The Bank of Zambia (BoZ), was established to take over from the Bank of Northern Rhodesia on the 7th of August 1964. This came about because of the impending independence of a new nation, Zambia, on the 24th of October the same year.
It is a central bank of Zambia. It acts as the government’s banker, maintaining fiscal policy and keeping the currency as stable as possible. Apart from the government itself, the central banks’ other customers are the commercial banks.
The Zambia central bank's Vision and Mission statements are as follows:
In colonial times, the Bank of Rhodesia and Nyasaland, established in 1956, catered for the banking needs of Northern and Southern Rhodesia (Zambia and Zimbabwe) and Nyasaland (Malawi). When the bank broke up as a result of the disintegration of the Federation of Rhodesia and Nyasaland on the 31st of December 1963, the Bank of Northern Rhodesia, the fore runner to BoZ, was created in its place. The Bank of Northern Rhodesia had all the powers of a central bank vested in it.
When the central bank was established in 1964, it soon underwent tremendous growth. The growth and expansion of the central bank lead to the development of bank premises like the head office in Lusaka which opened in 1975 and the regional office in Ndola which opened in 1979. New Buildings were later annexed to the Lusaka and Ndola buildings. The central bank acquired stakes in the Development Bank of Zambia (DBZ) and in the Zambia National Commercial Bank (ZANACO).

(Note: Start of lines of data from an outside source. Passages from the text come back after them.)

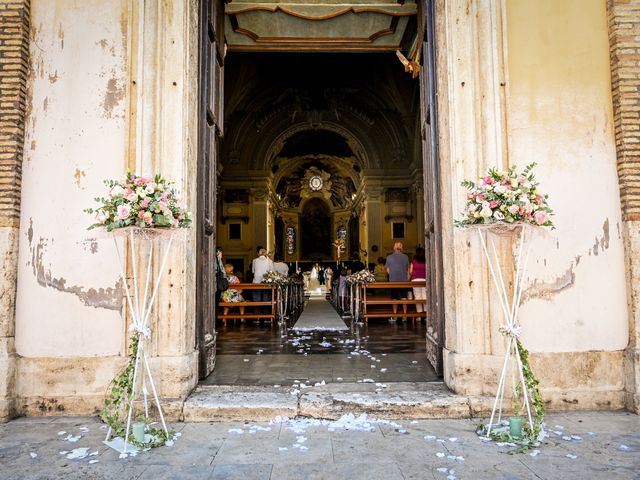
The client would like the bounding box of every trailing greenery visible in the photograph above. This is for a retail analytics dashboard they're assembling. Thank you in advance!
[477,338,545,454]
[100,333,175,448]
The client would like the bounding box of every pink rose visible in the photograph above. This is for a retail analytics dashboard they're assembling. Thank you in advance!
[117,205,131,220]
[533,210,547,225]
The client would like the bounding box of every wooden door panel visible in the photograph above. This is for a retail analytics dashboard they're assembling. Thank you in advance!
[420,0,444,375]
[196,0,224,379]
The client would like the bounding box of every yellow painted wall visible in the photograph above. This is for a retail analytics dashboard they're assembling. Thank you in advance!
[505,0,628,352]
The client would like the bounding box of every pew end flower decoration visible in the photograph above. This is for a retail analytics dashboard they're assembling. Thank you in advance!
[85,172,191,232]
[454,163,555,229]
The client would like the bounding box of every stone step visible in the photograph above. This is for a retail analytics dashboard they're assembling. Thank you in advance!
[175,382,493,422]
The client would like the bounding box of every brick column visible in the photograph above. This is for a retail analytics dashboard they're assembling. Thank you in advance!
[0,0,30,421]
[607,0,640,413]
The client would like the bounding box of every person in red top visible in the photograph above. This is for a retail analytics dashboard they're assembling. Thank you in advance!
[409,247,427,318]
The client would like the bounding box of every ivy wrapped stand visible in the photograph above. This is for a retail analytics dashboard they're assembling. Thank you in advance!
[101,227,177,454]
[472,223,544,448]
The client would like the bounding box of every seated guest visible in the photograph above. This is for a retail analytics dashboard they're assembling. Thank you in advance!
[222,263,244,315]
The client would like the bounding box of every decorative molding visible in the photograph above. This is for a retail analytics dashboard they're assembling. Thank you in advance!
[225,1,418,21]
[229,15,398,44]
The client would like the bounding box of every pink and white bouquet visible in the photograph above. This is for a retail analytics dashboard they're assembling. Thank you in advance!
[345,269,376,285]
[85,172,191,232]
[454,163,554,228]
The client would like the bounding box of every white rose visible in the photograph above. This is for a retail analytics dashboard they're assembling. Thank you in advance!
[109,185,124,197]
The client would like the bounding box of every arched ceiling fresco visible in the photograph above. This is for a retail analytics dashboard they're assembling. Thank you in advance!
[221,53,420,189]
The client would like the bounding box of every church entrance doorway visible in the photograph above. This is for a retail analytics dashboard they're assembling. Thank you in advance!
[198,2,443,384]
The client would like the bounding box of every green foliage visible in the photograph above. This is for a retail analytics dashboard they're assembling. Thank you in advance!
[477,338,545,454]
[100,333,175,448]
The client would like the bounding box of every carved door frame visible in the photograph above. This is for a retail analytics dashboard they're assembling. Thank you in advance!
[419,0,445,375]
[196,0,224,379]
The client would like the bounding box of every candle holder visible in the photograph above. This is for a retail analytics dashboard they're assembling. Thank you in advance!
[509,416,522,438]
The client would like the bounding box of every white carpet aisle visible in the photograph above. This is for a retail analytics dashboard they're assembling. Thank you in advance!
[293,297,349,332]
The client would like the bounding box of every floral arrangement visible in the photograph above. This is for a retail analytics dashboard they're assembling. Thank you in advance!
[455,163,554,228]
[345,269,376,285]
[85,172,191,232]
[262,270,289,287]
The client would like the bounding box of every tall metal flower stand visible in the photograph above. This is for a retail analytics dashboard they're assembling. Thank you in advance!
[105,227,176,453]
[475,223,542,436]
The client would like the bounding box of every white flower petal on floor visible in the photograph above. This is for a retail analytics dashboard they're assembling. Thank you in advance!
[67,447,89,460]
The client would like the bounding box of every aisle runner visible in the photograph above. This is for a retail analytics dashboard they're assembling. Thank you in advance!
[293,297,349,332]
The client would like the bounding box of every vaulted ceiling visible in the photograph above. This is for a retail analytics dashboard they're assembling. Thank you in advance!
[221,53,421,182]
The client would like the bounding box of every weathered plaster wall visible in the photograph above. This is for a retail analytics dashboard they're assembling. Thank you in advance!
[436,0,628,408]
[506,0,628,352]
[16,0,128,357]
[0,0,30,422]
[15,0,198,415]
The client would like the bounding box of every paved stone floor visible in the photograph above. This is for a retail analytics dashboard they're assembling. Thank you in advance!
[0,412,640,480]
[201,353,442,386]
[210,298,439,386]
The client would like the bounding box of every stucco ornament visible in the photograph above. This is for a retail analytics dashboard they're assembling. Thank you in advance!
[455,163,555,452]
[85,172,191,456]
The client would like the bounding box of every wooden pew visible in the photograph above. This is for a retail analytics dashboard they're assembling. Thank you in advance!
[359,280,427,322]
[218,283,278,325]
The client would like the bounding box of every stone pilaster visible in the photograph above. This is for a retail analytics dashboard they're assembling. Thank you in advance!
[0,0,30,421]
[607,0,640,413]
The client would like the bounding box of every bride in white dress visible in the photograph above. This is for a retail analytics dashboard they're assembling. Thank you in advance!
[307,263,320,292]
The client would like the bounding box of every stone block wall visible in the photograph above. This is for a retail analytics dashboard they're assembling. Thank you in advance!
[0,0,30,421]
[608,0,640,220]
[607,0,640,413]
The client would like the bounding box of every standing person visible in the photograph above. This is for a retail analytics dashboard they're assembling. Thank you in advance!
[371,257,389,296]
[273,254,289,277]
[409,247,427,318]
[251,248,273,313]
[324,267,333,293]
[385,242,409,322]
[222,263,244,316]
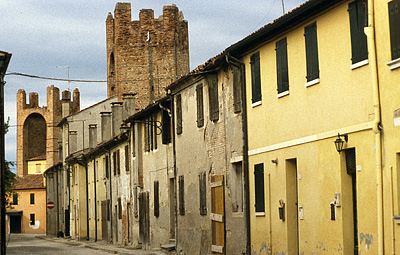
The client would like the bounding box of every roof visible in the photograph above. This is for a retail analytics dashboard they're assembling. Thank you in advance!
[14,174,45,190]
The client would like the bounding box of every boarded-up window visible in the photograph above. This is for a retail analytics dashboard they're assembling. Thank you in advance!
[154,181,160,217]
[207,74,219,121]
[199,172,207,215]
[276,37,289,94]
[254,163,265,212]
[125,145,130,172]
[196,84,204,127]
[304,22,319,82]
[176,94,182,135]
[250,52,261,103]
[388,0,400,60]
[232,66,242,113]
[179,175,185,215]
[349,0,368,64]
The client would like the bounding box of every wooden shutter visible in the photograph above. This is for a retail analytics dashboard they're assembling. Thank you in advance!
[179,175,185,215]
[199,172,207,215]
[176,94,182,135]
[388,0,400,60]
[254,163,265,212]
[196,84,204,127]
[276,37,289,94]
[250,52,261,103]
[125,145,130,172]
[232,66,242,113]
[153,181,160,217]
[304,22,319,82]
[349,0,368,64]
[207,74,219,121]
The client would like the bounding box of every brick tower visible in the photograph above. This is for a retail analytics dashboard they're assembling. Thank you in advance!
[17,86,80,176]
[106,3,189,109]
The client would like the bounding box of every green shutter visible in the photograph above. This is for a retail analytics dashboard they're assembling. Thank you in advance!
[388,0,400,60]
[250,52,261,103]
[254,163,265,212]
[304,23,319,82]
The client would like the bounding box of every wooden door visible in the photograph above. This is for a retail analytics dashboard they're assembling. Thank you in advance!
[210,175,225,254]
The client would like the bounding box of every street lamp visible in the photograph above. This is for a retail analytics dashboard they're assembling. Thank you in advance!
[0,51,11,254]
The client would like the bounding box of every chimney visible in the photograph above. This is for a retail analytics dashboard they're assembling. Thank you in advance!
[89,124,97,149]
[111,102,122,137]
[100,112,111,143]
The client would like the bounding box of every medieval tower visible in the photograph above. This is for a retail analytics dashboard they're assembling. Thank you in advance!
[17,86,80,176]
[106,3,189,109]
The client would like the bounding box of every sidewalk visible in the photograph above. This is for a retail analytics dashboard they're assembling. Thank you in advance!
[36,235,175,255]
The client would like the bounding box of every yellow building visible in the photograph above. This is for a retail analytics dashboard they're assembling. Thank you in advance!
[226,0,390,254]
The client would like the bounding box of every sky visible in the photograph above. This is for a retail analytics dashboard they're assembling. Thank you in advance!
[0,0,306,171]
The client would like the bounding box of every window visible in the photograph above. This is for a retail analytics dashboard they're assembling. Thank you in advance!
[29,213,35,226]
[176,94,182,135]
[13,193,18,205]
[250,52,261,104]
[232,66,242,113]
[179,175,185,215]
[125,145,129,172]
[275,37,289,94]
[207,74,219,121]
[196,84,204,127]
[304,22,319,82]
[31,193,35,205]
[154,181,160,217]
[349,0,368,64]
[199,172,207,215]
[388,0,400,60]
[254,163,265,213]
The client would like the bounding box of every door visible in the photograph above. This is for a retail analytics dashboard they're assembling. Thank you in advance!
[210,175,225,254]
[10,215,21,233]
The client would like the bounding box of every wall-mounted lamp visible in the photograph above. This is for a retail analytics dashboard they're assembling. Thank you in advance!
[335,133,349,153]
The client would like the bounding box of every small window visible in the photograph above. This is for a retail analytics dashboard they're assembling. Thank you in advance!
[31,193,35,205]
[176,94,182,135]
[304,22,319,82]
[349,0,368,64]
[276,37,289,94]
[207,74,219,121]
[388,0,400,60]
[13,193,18,205]
[250,52,261,104]
[29,213,35,226]
[196,84,204,127]
[254,163,265,212]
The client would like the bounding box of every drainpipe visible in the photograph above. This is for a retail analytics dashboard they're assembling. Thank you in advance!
[226,53,250,254]
[364,0,384,255]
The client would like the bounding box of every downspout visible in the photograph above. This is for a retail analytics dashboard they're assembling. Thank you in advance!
[364,0,384,255]
[226,53,251,254]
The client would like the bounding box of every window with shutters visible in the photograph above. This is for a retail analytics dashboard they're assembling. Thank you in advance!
[275,37,289,95]
[125,145,130,172]
[232,66,242,113]
[250,52,261,104]
[199,171,207,215]
[179,175,185,215]
[388,0,400,60]
[196,84,204,127]
[349,0,368,64]
[176,94,182,135]
[153,181,160,217]
[207,74,219,121]
[304,22,319,82]
[30,193,35,205]
[254,163,265,213]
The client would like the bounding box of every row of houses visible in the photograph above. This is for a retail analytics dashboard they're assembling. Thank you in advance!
[41,0,400,254]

The Role of the bank was to maintain a stable macro-economic environment and the formulation and implementation of monetary policies. The institution is also in charge of responsibilities such as being the banker to the government, the issuer of currency, manager of foreign exchange reserves and controller of commercial banks liquidity.
Macro-economic management in Zambia has not been the same since the MMD government steered the economy towards a free market economy after a change of governments in 1991. Price controls were abolished, as were subsidies on all consumer goods.

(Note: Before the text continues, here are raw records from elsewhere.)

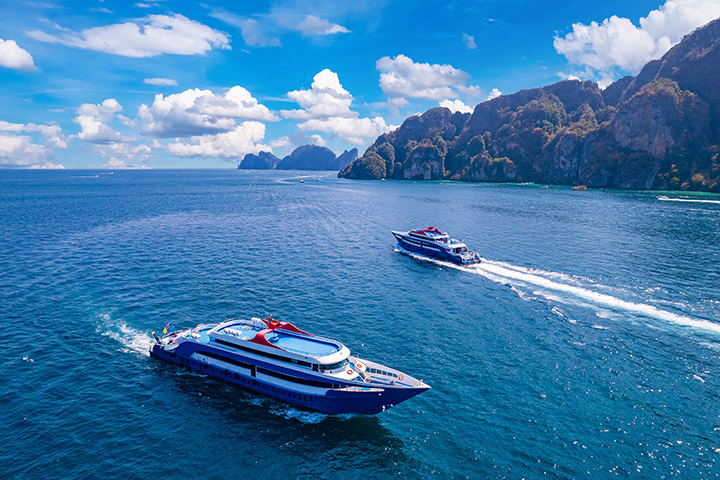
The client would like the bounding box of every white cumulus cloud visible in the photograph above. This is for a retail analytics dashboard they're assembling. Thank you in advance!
[27,14,230,57]
[485,88,502,100]
[280,69,390,145]
[553,0,720,83]
[0,38,37,71]
[73,98,132,144]
[375,55,480,100]
[143,77,177,86]
[138,86,278,137]
[0,120,68,168]
[280,68,358,120]
[440,100,472,113]
[0,121,68,168]
[239,18,282,47]
[296,15,350,36]
[95,143,152,168]
[166,121,272,158]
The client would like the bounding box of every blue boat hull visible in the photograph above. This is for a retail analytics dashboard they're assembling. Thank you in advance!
[392,232,480,265]
[150,344,427,415]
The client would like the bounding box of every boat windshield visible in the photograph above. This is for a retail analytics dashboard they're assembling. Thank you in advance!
[320,358,348,370]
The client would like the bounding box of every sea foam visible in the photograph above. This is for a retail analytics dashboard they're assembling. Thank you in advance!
[397,250,720,334]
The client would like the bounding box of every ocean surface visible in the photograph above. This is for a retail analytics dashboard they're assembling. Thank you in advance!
[0,170,720,480]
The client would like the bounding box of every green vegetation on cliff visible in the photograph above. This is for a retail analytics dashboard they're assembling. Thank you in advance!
[339,20,720,192]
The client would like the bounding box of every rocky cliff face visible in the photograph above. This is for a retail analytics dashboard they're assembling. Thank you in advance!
[333,148,358,170]
[339,20,720,191]
[238,152,280,170]
[238,145,358,170]
[277,145,337,170]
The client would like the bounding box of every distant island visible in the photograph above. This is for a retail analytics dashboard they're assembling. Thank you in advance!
[238,145,358,170]
[338,19,720,192]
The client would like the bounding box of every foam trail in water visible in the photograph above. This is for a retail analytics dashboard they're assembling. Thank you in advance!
[398,250,720,334]
[476,260,720,333]
[97,314,153,355]
[657,195,720,204]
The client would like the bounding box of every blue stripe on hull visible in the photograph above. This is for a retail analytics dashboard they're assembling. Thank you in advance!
[395,235,463,265]
[150,345,424,414]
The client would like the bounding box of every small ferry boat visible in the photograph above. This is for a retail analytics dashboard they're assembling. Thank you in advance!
[150,317,430,414]
[391,227,481,265]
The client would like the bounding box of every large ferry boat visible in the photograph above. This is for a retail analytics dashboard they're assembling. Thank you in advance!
[150,317,430,414]
[391,227,481,265]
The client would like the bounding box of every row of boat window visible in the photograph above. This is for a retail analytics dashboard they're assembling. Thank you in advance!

The new government's priorities were the restoration of future economic growth and employment in the Zambian economy. Liberalising the economy and allowing market forces a greater role in the allocation of resources was to be the main means of achieving this.
Since 1992, the emphasis has been on creating a stable macro-economic environment as a key to a sustainable economic growth. Although the ultimate economic objective has remained the same, namely growth and employment, it is now generally accepted that investment and subsequently growth, is unlikely to take place if the economy remains characterized by macro-economic instability such as high inflation, shortage of foreign exchange and scarcities of commodities.